Azure Synapse Analytics For Beginner Edit
In this article, we will learn about Azure Synapse Analytics, previously known as Azure SQL Data Warehouse. It is a limitless analytics service from Microsoft Azure. Azure Synapse Analytics is designed to process a large amount of data. Azure Synapse Analytics brings together enterprise data warehousing and Big Data analytics. The process of combining all of the local data sources is known as data warehousing. The process of analyzing streaming data and data from the internet is called big data analysis. It lets you load both relational and non-relational databases from any number of data sources. It unifies all the data. The main function of azure synapse analytics is to get transform and aggregate data into a format suitable for analytics processing, in other words, ingest prepare & serve data. You can perform complex queries over this data and generate reports, graphs, and charts. You can query the data using SQL language
Azure Synapse brings together the best of SQL technologies used in enterprise data warehousing, Spark technologies used for big data, Pipelines for data integration and ETL/ELT, and deep integration with other Azure services such as Power BI, CosmosDB, and AzureML.

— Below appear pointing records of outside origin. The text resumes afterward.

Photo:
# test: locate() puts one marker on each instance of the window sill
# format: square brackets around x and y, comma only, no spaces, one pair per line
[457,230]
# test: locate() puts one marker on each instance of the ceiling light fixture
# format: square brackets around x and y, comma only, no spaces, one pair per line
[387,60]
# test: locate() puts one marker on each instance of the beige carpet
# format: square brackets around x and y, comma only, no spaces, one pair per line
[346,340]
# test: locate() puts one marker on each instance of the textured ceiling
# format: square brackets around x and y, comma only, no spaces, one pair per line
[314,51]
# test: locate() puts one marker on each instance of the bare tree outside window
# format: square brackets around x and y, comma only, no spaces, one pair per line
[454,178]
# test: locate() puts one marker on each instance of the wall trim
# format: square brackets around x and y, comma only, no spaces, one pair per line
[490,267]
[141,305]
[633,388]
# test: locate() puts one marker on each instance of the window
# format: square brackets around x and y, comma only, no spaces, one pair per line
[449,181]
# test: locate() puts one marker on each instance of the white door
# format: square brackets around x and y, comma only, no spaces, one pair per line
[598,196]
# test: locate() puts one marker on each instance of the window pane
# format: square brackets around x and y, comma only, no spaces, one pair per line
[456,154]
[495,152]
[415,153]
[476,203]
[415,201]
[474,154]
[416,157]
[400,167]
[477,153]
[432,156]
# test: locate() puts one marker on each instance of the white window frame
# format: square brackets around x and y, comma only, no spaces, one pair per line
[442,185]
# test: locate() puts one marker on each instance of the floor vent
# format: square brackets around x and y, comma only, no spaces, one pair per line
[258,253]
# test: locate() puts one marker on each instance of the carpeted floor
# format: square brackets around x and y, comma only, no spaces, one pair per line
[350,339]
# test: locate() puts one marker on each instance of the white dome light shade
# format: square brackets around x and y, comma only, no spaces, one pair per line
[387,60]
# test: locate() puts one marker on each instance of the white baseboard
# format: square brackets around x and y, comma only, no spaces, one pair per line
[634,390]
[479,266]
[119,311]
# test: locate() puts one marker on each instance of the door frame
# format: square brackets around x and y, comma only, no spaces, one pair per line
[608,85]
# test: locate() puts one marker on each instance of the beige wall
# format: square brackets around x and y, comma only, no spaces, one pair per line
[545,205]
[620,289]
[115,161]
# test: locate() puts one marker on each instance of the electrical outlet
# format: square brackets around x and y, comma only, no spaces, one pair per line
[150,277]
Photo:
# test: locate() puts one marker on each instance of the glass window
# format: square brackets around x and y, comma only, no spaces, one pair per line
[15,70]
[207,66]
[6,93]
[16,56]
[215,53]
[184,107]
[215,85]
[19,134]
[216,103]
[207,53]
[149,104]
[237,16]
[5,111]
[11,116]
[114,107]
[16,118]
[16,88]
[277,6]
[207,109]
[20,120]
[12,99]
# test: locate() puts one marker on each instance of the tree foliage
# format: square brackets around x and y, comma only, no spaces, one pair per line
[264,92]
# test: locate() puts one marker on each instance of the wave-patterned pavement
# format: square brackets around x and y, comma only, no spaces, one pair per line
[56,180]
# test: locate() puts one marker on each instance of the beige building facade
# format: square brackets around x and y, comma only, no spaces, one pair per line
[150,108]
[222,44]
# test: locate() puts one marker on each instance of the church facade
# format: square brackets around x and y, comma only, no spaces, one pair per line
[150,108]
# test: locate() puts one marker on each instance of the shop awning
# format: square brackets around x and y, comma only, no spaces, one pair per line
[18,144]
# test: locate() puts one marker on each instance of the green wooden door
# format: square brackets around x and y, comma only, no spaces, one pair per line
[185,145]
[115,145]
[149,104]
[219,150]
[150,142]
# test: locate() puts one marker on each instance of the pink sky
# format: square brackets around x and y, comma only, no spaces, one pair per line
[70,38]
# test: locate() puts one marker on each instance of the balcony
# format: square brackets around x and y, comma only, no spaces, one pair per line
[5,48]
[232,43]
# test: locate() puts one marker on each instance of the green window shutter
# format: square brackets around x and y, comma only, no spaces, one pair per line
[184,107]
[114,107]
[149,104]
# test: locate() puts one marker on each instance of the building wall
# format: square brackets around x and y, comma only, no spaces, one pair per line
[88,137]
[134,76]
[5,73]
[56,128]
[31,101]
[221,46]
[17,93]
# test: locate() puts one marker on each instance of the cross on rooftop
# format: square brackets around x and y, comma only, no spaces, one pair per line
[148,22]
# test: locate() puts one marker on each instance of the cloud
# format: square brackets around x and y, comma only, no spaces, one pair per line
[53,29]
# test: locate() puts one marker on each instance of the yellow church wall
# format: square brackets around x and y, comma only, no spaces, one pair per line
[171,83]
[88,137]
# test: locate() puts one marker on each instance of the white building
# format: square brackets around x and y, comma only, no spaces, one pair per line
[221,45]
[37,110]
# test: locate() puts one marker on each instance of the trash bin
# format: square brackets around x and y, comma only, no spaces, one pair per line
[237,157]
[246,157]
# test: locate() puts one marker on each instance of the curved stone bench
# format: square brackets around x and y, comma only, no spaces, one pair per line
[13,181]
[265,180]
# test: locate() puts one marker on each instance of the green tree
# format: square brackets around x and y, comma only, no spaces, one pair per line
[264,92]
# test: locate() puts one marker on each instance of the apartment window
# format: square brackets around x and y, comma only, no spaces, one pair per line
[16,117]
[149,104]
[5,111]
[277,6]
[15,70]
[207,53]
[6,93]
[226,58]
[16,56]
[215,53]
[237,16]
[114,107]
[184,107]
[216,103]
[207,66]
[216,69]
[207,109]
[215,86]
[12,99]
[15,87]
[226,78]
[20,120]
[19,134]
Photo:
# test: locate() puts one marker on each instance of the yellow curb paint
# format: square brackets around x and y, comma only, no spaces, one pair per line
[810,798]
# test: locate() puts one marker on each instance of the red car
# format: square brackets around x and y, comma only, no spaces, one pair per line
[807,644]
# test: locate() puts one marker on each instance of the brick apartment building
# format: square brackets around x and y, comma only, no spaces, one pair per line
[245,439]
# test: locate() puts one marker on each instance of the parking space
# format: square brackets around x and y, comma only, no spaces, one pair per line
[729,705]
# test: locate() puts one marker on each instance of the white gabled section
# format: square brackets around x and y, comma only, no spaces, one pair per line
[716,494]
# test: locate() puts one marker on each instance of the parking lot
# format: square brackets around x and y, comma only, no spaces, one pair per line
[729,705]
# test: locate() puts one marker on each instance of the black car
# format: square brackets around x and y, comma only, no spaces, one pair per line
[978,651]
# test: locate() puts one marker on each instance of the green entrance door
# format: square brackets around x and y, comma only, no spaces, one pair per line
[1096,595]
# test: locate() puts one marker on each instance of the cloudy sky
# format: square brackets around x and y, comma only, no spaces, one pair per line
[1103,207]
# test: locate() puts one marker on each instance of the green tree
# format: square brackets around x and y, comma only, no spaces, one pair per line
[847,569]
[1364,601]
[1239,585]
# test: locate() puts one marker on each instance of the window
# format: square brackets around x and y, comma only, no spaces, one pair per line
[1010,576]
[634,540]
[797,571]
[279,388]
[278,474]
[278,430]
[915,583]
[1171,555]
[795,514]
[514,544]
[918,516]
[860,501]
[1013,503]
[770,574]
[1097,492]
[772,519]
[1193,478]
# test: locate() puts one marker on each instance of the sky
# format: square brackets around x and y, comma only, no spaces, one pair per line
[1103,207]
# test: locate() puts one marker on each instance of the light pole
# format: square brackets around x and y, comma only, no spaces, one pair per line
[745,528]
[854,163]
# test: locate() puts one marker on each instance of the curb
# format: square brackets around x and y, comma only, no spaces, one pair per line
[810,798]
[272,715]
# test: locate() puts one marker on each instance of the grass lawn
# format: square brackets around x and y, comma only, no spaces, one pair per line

Big Data vs Relational Data
In Big Data we store the data into a folder system and it's going to be nonrelational or semi-structured data. In a modern data warehouse, you have relational structured data in the form of tables. Azure synapse analytics merge both Big Data & Data warehousing together and you can query the data using TSQL.
Why use Azure Synapse Analyics
In a modern data warehouse traditionally you had to use a variety of products to ingest, prepare, transform/enrich and model/serve the data. The challenge was there are a lot of products.
Synapse is fixing the problems by having everything under one single roof
Azure Synapse Analytics Key Tasks
Azure Synapse analytics allows you to INGEST data from 90 data sources. The data can be ingested into Azure Synapse Analytics using Azure Data Factory pipelines & ADF Mapping Data flows. Ingested data can be stored in Relational Data = SQL Pool (Azure Data Warehouse) , Azure Data Lake Gen 2 (Data Lake), Spark Tables, Cosmos DB.
The Compute has SQL provisioned pools, SQL on-demand pools & Apache spark pool. When a SQL Pool is attached to a relational database, when you create a SQL Pool you create a relational database. Data Lake can also be accessed using provisioned pools. SQL on-demand is a pay per query pricing model It allows you to use T-SQL to access data from the data lake.
Options for compute & how each of these can access the 4 storage mechanisms
Apache Spark allows you to create spark tables within Azure Synapse Analytics. And spark table can be queried from a notebook as well as using T-SQL from On-demand pools. And we also have Cosmos DB, you can query data from Cosmos DB using T-SQL from the on-demand pool.
Azure synapse analytics also have Power BI integrated within the product for visualization.
Modern Data Warehouse Using Azure Synapse Analytics
A modern data warehouse using azure synapse analytics could look like this.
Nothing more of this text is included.